The growing interest in composite materials is due to their exceptional strength, stiffness, and fatigue resistance. Glass Fiber Reinforced Polymer (GFRP) pipes are ideal for aerospace applications like drone arms, needing to withstand payload weight, forces, vibrations, environmental effects, impacts, altitude changes, air density variations, and extreme temperatures. This study investigates the compressive behavior under radial loading of GFRP pipes specifically fabricated with a six-ply laminate sequence [0/90/0/90/0/90]. An experimental evaluation was conducted using a universal testing machine according to standard ASTM D2412 to assess the compressive response, and the acquired data was subsequently validated through finite element method (FEM) employing Abaqus software.

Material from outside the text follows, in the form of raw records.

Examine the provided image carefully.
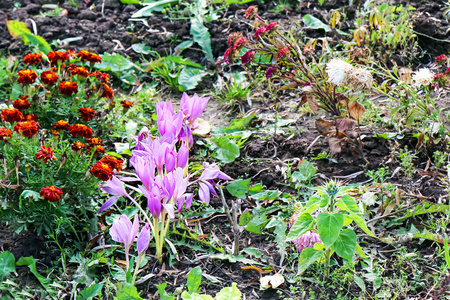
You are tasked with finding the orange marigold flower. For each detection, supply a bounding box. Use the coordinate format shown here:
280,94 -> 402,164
40,70 -> 59,86
71,66 -> 89,77
35,145 -> 57,163
23,113 -> 38,121
89,71 -> 110,82
120,100 -> 134,109
0,127 -> 13,141
88,53 -> 102,63
47,51 -> 69,65
87,137 -> 103,148
78,107 -> 96,122
100,155 -> 123,171
12,98 -> 31,110
18,69 -> 37,84
1,108 -> 23,123
99,83 -> 114,99
59,81 -> 78,96
71,141 -> 86,152
76,51 -> 102,63
89,145 -> 105,155
91,161 -> 114,181
54,120 -> 70,131
40,185 -> 63,203
69,124 -> 93,138
13,120 -> 39,137
76,50 -> 91,61
23,53 -> 42,65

The percentage difference between the experimental and FEM results is 4.72%, indicating a strong correlation between the two. Experimental findings confirmed a compressive strength of 0.49 MPa and a maximum load capacity of 0.49 kN for the six-ply GFRP laminate. FEM analysis validated these results. Furthermore, the influence of varying the number of plies on the GFRP pipe was studied, and the results show an increasing strength trend with additional plies. As the number of plies increases from 6 to 15, the ultimate compressive strength, represented by the peak stress value on each curve, also increases. This research establishes GFRP pipes as a promising candidate for applications requiring lightweight and robust materials.